CHARACTER: Generally, I thought the characters were a bit flat and I wanted to know more about them. I wasn't very attached to any of them. I thought Paul was the most likeable, but actually thought they were all pretty rude to Carol for always doing things that she couldn't do and sending her back to the cabin by herself. SPOILERS:
I also didn't think Carol had enough motivation to do what she did. She says she thinks Marc is having an affair with Marianne, and she is insecure, but I still wasn't buying it. Maybe they really are having an affair or maybe they dated years ago and Marc is still in love with Marianne (I know he loves her in this draft, but he never did anything about it, so in my mind, no reason for Carol to be suspicious).

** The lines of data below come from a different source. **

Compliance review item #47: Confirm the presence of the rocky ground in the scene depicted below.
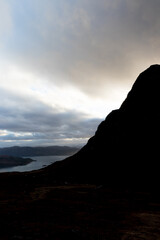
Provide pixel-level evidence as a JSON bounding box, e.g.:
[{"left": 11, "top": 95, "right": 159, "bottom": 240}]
[{"left": 0, "top": 171, "right": 160, "bottom": 240}]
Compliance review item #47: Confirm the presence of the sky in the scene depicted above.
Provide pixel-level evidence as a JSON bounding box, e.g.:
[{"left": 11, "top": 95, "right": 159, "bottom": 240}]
[{"left": 0, "top": 0, "right": 160, "bottom": 147}]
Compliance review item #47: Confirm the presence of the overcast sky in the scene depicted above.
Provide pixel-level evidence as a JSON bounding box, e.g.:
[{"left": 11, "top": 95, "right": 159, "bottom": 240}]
[{"left": 0, "top": 0, "right": 160, "bottom": 147}]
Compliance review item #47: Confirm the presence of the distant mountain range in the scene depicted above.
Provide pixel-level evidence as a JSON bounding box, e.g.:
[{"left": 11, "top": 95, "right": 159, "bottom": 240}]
[
  {"left": 0, "top": 146, "right": 79, "bottom": 157},
  {"left": 0, "top": 155, "right": 33, "bottom": 168},
  {"left": 45, "top": 65, "right": 160, "bottom": 187}
]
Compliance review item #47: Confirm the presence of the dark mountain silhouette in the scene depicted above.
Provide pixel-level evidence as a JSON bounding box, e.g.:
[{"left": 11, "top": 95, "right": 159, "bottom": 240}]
[
  {"left": 0, "top": 65, "right": 160, "bottom": 240},
  {"left": 44, "top": 65, "right": 160, "bottom": 184}
]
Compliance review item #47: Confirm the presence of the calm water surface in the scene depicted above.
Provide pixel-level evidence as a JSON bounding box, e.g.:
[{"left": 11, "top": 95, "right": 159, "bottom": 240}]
[{"left": 0, "top": 156, "right": 68, "bottom": 173}]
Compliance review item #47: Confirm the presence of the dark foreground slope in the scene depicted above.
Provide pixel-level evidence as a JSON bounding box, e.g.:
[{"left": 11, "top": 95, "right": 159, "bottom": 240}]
[{"left": 0, "top": 65, "right": 160, "bottom": 240}]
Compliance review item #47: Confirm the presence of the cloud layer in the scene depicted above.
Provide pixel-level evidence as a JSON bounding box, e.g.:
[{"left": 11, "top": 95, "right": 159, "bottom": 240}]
[{"left": 0, "top": 0, "right": 160, "bottom": 144}]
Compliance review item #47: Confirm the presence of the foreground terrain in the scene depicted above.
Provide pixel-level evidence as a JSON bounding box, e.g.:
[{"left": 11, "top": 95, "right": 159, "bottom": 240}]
[
  {"left": 0, "top": 170, "right": 160, "bottom": 240},
  {"left": 0, "top": 65, "right": 160, "bottom": 240}
]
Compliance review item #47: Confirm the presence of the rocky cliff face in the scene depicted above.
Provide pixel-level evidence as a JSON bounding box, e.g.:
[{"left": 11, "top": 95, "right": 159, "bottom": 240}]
[{"left": 48, "top": 65, "right": 160, "bottom": 184}]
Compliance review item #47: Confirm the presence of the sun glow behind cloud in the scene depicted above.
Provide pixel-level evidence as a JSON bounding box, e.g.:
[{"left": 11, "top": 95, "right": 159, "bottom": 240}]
[{"left": 0, "top": 0, "right": 160, "bottom": 146}]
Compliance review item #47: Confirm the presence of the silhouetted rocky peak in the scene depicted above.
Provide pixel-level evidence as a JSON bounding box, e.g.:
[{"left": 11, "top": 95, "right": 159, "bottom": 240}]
[
  {"left": 47, "top": 65, "right": 160, "bottom": 185},
  {"left": 121, "top": 65, "right": 160, "bottom": 113}
]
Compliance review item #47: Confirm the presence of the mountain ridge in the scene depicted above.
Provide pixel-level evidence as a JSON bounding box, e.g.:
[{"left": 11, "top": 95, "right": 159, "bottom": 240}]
[{"left": 44, "top": 65, "right": 160, "bottom": 184}]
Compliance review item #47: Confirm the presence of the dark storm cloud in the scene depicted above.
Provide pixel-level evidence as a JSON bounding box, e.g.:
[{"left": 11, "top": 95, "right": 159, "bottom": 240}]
[
  {"left": 0, "top": 89, "right": 101, "bottom": 145},
  {"left": 4, "top": 0, "right": 160, "bottom": 96}
]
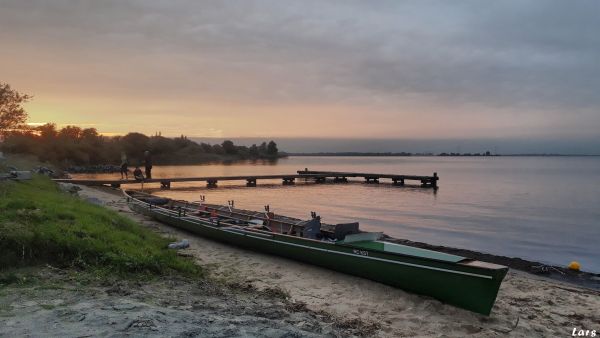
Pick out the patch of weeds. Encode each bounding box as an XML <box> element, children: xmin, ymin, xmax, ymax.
<box><xmin>40</xmin><ymin>304</ymin><xmax>56</xmax><ymax>310</ymax></box>
<box><xmin>0</xmin><ymin>303</ymin><xmax>15</xmax><ymax>317</ymax></box>
<box><xmin>261</xmin><ymin>287</ymin><xmax>290</xmax><ymax>300</ymax></box>
<box><xmin>0</xmin><ymin>176</ymin><xmax>202</xmax><ymax>283</ymax></box>
<box><xmin>333</xmin><ymin>318</ymin><xmax>381</xmax><ymax>337</ymax></box>
<box><xmin>285</xmin><ymin>302</ymin><xmax>308</xmax><ymax>312</ymax></box>
<box><xmin>0</xmin><ymin>271</ymin><xmax>37</xmax><ymax>287</ymax></box>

Maybe Carol and Marc have been trying to have kids unsuccessfully and their marriage is on the rocks and she thinks he's going to leave her, or maybe he found out she was having an affair and he's thinking of getting a divorce -- I just think whatever you decide she needs a deeper motivation for her actions.
DIALOGUE: I thought the dialogue was too spot on, too much exposition, and an awkard read.
Example, Carol's Lines:
"You know Marianne, Marc never talks about his college years so you need to tell me some good embarrassing stories about him."
"I don't know. I imagine he did plenty of stupid stuff. Like, did you guys get in trouble, or do pranks... or date each other... anything like that?"
This makes it sound like Carol doesn't know Marianne at all. Why not have Marianne and Marc tell old college stories and maybe Carol is put out because she never heard the story before, for example. Have the characters react to each other instead of explain. Also, show, don't tell. For example, Paul tells Marc he's thinking of proposing and what does the think of the idea (an odd conversation in itself since they don't seem close). Why not show Paul with the ring, maybe hiding it until he's sure he wants to go through with it.
I thought there were some nice moments between Marianne and Paul, like the banter about the waffles and having kids.
EMOTION: I think to be a successful psychological thriller, all the emotions need to be heightened. I don't believe that Marianne is scared until after the car crash scene, and I was not emotionally attached reading it. I liked the resentment you built between Marc and Carol.
I loved your premise and I think this draft gets your basic story down on paper. With some reworking, I think your script has great potetntial to be very smart and very scary, the makings of a great psychological thriller. Looking forward to the next draft!